Первые шаги к сакральному миру из мира светского были сделаны представителями власти - древнерусскими князьями. Вначале в ранг святых были возведены князья-великомученики, как Борис и Глеб, а затем и воители, как Александр Невский. У таких святых даже посмертные (обязательные для святого) чудеса часто носили воинский характер. Разрубленное в бою на куски тело срасталось во время погребения, отсеченная голова "прильпе к честному телеси" и проч. Описание этих чудес могло не быть эпитафией в то время, когда было создано, однако в последующие века воспринималось по крайней мере как материал для эпитафия и соответственно помещалось на раке, переписывалось и даже дополнялось стихотворными фрагментами, как это произошло с ракой владимирского чудотворца князя-мученика Георгия Всеволодовича, созданной в 1645 г., но уснащавшейся новыми надписями вплоть до XIX столетия (см. полный текст надписей на раке в Приложении I).
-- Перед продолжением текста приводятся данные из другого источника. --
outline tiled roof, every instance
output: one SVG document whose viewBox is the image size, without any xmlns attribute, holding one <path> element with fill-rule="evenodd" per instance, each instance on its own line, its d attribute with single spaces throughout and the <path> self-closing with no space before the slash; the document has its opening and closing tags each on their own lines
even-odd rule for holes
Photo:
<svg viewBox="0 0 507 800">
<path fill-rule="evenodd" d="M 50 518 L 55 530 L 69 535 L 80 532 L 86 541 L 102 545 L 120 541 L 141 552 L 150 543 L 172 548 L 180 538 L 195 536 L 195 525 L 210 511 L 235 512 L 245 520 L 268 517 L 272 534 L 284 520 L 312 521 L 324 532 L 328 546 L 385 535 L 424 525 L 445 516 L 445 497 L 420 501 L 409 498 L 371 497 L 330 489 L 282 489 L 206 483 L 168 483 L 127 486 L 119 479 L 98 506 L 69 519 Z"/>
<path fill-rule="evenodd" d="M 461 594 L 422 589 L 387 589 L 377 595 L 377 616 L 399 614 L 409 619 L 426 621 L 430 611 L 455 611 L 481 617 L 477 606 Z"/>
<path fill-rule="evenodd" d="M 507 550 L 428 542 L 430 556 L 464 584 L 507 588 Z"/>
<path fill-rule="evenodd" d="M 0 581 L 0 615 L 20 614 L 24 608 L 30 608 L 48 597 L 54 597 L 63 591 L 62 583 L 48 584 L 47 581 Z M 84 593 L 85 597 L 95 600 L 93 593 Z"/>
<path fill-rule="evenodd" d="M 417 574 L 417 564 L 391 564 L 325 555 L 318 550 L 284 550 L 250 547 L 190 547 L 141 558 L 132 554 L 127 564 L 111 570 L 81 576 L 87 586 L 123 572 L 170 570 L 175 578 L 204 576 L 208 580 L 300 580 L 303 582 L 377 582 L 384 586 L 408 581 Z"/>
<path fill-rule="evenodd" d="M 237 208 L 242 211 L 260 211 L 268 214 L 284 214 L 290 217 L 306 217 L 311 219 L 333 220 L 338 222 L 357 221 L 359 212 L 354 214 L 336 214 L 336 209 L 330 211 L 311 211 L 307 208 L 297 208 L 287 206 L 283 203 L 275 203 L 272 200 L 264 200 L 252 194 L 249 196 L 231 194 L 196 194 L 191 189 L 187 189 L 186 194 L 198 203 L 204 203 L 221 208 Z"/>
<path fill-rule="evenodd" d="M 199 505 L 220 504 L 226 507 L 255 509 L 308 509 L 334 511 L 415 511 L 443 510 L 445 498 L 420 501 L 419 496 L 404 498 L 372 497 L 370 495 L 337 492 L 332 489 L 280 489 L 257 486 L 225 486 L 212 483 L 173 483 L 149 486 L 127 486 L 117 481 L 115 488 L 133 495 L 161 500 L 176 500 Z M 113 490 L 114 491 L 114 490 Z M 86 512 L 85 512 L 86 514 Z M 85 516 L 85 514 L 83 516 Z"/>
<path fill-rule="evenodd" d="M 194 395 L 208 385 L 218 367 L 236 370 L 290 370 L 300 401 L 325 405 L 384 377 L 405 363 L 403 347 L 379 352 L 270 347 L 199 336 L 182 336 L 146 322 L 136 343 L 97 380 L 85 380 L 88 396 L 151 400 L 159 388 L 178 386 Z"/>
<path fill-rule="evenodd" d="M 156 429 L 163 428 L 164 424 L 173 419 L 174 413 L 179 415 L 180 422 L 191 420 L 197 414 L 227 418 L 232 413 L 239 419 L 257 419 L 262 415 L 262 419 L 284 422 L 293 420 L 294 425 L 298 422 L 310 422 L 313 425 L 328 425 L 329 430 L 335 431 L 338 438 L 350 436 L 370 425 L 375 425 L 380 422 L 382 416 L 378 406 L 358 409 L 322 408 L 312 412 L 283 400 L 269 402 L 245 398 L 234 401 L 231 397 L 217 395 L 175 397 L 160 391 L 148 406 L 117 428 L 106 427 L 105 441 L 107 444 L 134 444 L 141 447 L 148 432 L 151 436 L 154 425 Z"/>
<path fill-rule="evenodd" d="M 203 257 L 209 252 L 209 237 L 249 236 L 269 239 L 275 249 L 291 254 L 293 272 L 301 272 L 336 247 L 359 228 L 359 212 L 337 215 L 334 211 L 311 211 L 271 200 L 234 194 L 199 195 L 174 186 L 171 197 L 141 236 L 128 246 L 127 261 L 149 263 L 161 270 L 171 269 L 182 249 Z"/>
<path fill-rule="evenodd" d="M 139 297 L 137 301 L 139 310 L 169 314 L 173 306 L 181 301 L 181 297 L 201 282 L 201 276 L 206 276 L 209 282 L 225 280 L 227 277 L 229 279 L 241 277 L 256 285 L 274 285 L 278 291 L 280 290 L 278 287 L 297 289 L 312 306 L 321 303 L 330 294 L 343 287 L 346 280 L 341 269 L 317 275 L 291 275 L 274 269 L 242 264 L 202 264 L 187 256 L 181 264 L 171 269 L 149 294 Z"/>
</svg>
Со своей стороны духовенство тоже сделало шаг в сторону военного сословия. К концу XVII в. мучениками могли оказываться не только великие князья, но и другие воины, занимавшие не самую вершину социальной лестницы России, но сложившие голову на поле брани. Это взаимное движение духовенства и военного сословия было далеко не случайно и имело глубокие корни, связанные с незаметно, но все же быстро менявшимся отношением к смерти у представителей чуть ли не всех сословий. Но именно духовные и воинские чины находились на особом положении, так сказать, на острие проблемы, поскольку одним нужно было поддерживать и обслуживать религиозно-идеологическую основу социума, в том числе и идеологему "пакибытия", другие же, как уже было сказано выше, в наибольшей степени нуждались в этой идеологеме. Это обострение вопросов вероисповедания было, к тому же, спровоцировано южно-русским влиянием, явившимся результатом многообразных контактов Киева с Западной Европой с одной стороны, - и расколом, зародившемся в недрах самой православной церкви и приведшим к катастрофическим последствиям, с другой. Необходимость укрепления основ русского православия была очевидна, и потому не кажется столь уж неожиданным внезапный интерес и духовенства, и мирян к отысканию и прославлению святых нетленных мощей. Ведь культ мощей - обязательно нетленных, поскольку нетленность в России понималась как исполнение обетования о наделении праведников претворенными телами, кои уже не будут знать ни болезней, ни смерти, - этот культ, зародившийся еще в Киевской Руси, был исконно русским. Ни Византия, ни западное христианство такого культа не знали.
Вот почему XVII век ознаменовался небывалым ни до, ни после количеством явленных нетленных мощей, к которым, кстати, относились и тела погибших воинов, расчлененные, но чудесно сросшиеся. Выкопанные или как-либо иначе обретенные мощи помещались в раки, открытые или закрытые, но в большинстве случаев надписанные. И хотя гипотеза о происхождении русской эпитафии от надписей на раках, а шире, от житий и служб, остаётся пока лишь гипотезой, однако полностью опровергнута она едва ли может быть. Хотя бы в качестве одного из источников формирования жанра эпитафии в России надписи на раках святых и воинов, "венчавшихся кровию" на полях сражений, должны быть признаны - наряду с другими. Тем более, что, как увидим, именно этот источник - а не возможные заимствования или подражания западной эпитафике, - определил на первых порах своеобразие русской надгробной надписи.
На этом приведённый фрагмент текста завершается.